HBOS Group Reorganisation Act 2006
- Parliament of the United Kingdom
- Long title: An Act to make new provision for the regulation and management of the Governor and Company of the Bank of Scotland upon its registration as a public company under the Companies Act 1985; to provide for the transfer of the undertakings of Capital Bank plc, Halifax plc and HBOS Treasury Services plc to the Governor and Company of the Bank of Scotland; to provide for the transfer of the assets of the Clerical, Medical and General Life Assurance Society to Clerical Medical Investment Group Limited; and for connected purposes.
- Citation: 2006 c. i
- Introduced by: Local act

Dates
- Royal assent: 21 June 2006
- Commencement: 17 September 2007

Other legislation
- Repeals/revokes: Bank of Scotland Act 1873; Bank of Scotland Act 1920; Clerical, Medical and General Life Assurance Act 1961; Clerical, Medical and General Life Assurance Act 1974;

Status: Current legislation

Text of the HBOS Group Reorganisation Act 2006 as in force today (including any amendments) within the United Kingdom, from legislation.gov.uk.

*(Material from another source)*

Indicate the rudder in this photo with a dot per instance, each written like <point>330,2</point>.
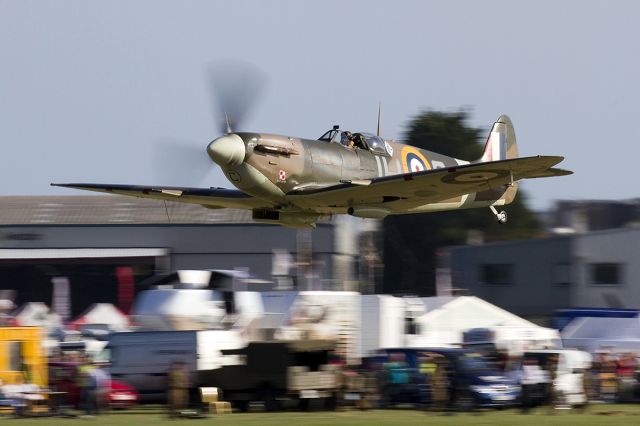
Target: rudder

= HBOS Group Reorganisation Act 2006 =

The HBOS Group Reorganisation Act 2006 (c. i) is a local act of Parliament, passed by the Parliament of the United Kingdom in June 2006. The aim of the act was to provide HBOS plc, a banking and insurance group in the UK, the legal authority to reorganise its subsidiaries into a simplified structure. It came into effect on 17 September 2007.

==Background==

HBOS plc is a banking and insurance holding company and was created on 10 September 2001 from the merger of the Governor and Company of the Bank of Scotland and Halifax plc.